It constant amazes me that on these kinds of websites, there is a distinct lack in what i would call 'elegance ' when someone pm's you.

 

I always say, unless you are 3/4 tanked/pissed/sloshed/3 sheets to the wind,  would you start a convo with a stranger the way you do here (or elsewhere)..

So

 

 

Nice tits wanna cum all over them

Hey babe suck my cock

Father/son wanna split you

Im into watersports

Hey c*nt/slut/bitch/wh*re

10 inch bbc here

 

Or any other such variation really are turn offs.

 

Think before you say.

Edited by Curvygirl1
Spelling mistake
Posted

In my experience those messages come from guys who aren't really into kinks but think that kinky girls are easy or slutty. I immediately dismiss them as inexperienced or fuckboys no matter what their profiles say.

 

💯 a turn off and probably will block them with no reply.

Posted
Totally agree, this is written on my profile. Trouble is those that introduce themselves like this never read your profile 😂
Posted
Seriously? Is that a majority of messages, or experienced by a majority of women?
Posted
35 minutes ago, Cleris88 said:

Seriously? Is that a majority of messages, or experienced by a majority of women?
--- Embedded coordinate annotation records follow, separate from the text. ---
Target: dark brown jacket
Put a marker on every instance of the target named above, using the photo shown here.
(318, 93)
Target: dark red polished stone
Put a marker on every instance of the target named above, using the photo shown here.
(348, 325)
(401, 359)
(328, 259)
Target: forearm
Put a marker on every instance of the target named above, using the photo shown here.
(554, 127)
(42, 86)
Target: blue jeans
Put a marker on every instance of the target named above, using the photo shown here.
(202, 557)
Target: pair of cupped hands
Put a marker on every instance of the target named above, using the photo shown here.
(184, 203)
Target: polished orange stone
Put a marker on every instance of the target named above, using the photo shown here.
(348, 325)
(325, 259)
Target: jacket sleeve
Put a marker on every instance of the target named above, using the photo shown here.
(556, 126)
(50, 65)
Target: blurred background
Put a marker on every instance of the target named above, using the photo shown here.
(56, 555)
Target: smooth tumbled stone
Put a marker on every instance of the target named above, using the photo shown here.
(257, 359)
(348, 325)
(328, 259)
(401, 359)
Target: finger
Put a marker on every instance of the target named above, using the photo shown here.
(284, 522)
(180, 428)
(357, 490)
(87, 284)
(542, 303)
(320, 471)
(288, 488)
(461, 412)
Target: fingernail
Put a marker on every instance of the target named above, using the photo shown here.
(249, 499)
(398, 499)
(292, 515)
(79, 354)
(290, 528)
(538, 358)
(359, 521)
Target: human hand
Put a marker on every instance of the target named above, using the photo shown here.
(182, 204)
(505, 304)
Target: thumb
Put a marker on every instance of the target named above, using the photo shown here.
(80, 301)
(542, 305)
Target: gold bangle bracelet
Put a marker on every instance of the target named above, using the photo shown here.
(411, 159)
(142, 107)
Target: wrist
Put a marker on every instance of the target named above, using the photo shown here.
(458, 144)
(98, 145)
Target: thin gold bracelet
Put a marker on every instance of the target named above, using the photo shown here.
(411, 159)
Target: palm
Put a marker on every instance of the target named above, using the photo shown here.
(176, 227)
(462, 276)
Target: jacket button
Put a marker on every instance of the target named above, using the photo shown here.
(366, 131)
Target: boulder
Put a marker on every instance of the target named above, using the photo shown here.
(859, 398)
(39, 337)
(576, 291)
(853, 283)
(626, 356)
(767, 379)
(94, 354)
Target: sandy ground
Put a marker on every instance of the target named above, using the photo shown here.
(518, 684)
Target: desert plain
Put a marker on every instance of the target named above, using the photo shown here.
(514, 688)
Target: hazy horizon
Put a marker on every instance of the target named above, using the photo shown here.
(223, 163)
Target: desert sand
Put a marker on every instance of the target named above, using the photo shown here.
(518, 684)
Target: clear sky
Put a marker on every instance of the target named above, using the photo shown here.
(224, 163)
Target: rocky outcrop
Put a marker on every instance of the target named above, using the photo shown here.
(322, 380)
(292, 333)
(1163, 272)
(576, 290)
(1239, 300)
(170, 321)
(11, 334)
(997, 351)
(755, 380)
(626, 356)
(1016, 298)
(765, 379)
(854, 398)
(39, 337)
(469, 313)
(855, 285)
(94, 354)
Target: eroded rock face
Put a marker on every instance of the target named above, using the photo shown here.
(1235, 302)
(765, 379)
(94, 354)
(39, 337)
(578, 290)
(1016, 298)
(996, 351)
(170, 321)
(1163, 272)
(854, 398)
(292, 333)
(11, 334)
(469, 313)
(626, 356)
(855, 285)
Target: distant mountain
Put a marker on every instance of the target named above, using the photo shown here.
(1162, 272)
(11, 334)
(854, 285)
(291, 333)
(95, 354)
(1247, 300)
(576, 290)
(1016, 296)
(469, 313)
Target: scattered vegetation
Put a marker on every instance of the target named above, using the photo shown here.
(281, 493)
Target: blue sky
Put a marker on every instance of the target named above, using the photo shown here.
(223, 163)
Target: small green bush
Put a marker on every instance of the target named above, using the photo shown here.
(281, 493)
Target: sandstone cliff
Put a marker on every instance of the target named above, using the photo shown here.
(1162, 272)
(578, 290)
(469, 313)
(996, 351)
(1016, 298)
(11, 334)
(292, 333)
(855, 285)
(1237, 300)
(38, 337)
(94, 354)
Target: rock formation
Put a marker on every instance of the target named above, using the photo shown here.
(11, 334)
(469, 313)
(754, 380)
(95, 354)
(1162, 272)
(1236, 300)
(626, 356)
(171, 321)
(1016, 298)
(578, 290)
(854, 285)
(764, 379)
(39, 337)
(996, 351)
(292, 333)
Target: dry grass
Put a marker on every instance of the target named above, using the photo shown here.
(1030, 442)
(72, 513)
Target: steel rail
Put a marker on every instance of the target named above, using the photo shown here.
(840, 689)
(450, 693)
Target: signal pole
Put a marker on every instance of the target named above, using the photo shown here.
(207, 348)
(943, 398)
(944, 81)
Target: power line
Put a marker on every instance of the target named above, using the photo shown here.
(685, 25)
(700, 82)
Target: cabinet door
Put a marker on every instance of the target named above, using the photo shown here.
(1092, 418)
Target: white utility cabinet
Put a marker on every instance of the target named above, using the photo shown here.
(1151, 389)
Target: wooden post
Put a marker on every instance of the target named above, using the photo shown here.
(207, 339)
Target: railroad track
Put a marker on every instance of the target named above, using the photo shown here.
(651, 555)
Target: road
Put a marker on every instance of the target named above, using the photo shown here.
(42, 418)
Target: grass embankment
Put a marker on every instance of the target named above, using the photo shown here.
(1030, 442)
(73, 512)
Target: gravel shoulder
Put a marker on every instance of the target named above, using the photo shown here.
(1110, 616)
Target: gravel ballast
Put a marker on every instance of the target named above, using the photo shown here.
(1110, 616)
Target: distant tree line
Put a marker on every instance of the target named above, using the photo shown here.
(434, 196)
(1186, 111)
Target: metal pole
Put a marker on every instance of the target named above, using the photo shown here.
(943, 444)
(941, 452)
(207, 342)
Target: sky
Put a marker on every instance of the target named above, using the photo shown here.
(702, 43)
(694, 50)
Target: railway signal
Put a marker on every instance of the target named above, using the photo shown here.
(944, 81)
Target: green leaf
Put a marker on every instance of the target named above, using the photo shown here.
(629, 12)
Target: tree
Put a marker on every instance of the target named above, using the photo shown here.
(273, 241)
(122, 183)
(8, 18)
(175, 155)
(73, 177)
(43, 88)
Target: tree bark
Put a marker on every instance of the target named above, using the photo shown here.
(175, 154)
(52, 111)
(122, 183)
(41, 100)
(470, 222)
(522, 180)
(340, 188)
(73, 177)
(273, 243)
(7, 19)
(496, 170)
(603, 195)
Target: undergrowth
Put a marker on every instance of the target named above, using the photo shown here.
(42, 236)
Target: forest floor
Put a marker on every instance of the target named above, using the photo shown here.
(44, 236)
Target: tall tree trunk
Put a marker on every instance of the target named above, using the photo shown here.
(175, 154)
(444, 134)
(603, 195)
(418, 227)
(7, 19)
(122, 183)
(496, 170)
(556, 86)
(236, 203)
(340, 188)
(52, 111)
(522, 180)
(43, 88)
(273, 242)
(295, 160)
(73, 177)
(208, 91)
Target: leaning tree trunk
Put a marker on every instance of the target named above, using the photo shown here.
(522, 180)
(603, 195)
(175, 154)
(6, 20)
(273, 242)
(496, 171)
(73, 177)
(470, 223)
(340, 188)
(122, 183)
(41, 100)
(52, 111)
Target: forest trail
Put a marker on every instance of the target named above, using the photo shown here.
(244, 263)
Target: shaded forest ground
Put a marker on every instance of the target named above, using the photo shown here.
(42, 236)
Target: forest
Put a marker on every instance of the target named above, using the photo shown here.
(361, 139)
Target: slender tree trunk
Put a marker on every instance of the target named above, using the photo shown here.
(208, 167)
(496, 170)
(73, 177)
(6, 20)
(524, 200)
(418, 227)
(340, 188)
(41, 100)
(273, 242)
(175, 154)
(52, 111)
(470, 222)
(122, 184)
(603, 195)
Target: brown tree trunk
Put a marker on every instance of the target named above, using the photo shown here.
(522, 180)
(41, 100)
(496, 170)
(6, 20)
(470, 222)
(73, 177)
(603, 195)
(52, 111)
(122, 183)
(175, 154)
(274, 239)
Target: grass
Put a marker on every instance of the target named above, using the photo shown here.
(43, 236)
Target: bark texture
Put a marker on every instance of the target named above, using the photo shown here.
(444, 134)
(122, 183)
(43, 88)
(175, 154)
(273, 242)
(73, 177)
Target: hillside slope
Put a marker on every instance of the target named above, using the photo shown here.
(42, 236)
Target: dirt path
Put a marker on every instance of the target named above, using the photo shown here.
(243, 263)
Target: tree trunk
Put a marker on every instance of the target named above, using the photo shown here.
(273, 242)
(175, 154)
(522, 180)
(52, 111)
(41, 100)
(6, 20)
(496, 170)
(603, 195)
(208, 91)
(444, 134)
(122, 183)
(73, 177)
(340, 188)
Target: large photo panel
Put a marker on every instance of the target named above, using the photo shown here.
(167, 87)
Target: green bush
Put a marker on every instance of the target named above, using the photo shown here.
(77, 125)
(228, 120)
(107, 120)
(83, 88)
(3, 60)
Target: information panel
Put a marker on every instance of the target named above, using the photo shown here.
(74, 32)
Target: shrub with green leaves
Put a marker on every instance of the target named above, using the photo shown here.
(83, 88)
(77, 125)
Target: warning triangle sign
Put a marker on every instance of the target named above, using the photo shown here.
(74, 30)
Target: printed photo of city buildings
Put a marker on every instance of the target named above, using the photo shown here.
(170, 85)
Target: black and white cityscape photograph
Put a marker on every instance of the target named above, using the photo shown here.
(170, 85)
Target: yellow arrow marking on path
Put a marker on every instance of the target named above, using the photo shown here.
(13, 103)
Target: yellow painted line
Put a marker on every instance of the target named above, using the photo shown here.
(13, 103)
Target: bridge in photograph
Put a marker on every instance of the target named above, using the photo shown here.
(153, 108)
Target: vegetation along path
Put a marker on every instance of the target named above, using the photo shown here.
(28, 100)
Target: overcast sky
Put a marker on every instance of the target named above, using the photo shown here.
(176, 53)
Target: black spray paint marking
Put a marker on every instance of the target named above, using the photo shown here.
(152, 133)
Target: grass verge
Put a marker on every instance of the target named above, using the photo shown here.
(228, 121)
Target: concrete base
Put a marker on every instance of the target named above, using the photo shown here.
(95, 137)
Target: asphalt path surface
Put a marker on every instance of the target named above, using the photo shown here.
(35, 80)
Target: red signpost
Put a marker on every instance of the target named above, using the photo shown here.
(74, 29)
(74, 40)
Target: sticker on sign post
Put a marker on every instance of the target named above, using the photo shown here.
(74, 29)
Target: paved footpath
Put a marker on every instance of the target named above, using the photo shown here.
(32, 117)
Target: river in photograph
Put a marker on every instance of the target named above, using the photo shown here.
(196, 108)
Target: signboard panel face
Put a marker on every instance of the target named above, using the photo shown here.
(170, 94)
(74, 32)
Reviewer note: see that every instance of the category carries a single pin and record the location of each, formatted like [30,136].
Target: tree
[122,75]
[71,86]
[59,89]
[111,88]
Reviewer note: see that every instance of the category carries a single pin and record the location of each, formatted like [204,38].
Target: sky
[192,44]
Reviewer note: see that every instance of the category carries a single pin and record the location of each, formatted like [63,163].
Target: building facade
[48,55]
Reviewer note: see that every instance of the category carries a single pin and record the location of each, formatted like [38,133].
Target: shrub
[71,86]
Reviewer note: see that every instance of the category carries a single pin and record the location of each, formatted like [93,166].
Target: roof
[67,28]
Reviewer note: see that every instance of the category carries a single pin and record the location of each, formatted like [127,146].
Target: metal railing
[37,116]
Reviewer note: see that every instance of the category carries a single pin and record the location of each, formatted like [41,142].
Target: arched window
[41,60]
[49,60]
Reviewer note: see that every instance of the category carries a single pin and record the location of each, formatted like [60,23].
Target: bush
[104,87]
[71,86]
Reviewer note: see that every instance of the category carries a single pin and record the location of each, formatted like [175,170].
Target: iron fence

That or the classic riveting ‘Hey’ or ‘Hi’ 😂

Posted
4 minutes ago, BigPolly said:

That or the classic riveting ‘Hey’ or ‘Hi’ 😂

Especially when you've been nice and replied to that initial 'hi' and then thats all you get for the next 5 messages 🙄

Posted

LOL. i never use these tactics but would also say getting any response is invariably extremely unlikely.  Those guys are clearly arseholes and they only deserve blocking. Anyone else that takes some time to say hello deserves some response. The only caveat to that is if you are smoking hot with a full informative profile you should expect some considered message. If you have a blank profile and no photo then perhaps "hello" is all you deserve , if you never have any intention of even replying "no thanks" ......🤔......think i might of veered off topic there. 😂😂😂  Block the arseholes ladies. X

Posted
I often write back and confront them - say exactly that. "Would you introduce yourself to a woman in a pub this way". Or just block them with the message unread depending on how I feel. Setting your message filters makes a big difference - require a photo, require at least 50 characters etc. And being a feisty b*tch on the forum cuts down on the messages too 🤗.
Posted
Mind you the chatrooms can be as bad, not so much the lobby, but on occasssion you'll see some guy say sitting here stroking my cock, any offers, then slag the site off due to no response. I wonder why they're ignored 🤷
Posted

Invariably I get no response to my intro messages so I rarely bother now because I understand women get so many messages and it's hard work to respond to them all and exhausting when most of them are just plain rude as you say in your post. 

Posted
Hard agree. I’m not prepared to put up with “Hey” as an opener. How any man thinks that’s an acceptable way to introduce himself to a woman - let alone a dominant woman who is apparently old enough to be their mum(!) - is beyond me.
I think women can help to raise standards for themselves and each other by not tolerating the kind of behaviour you describe. Unfortunately, in some cases it works…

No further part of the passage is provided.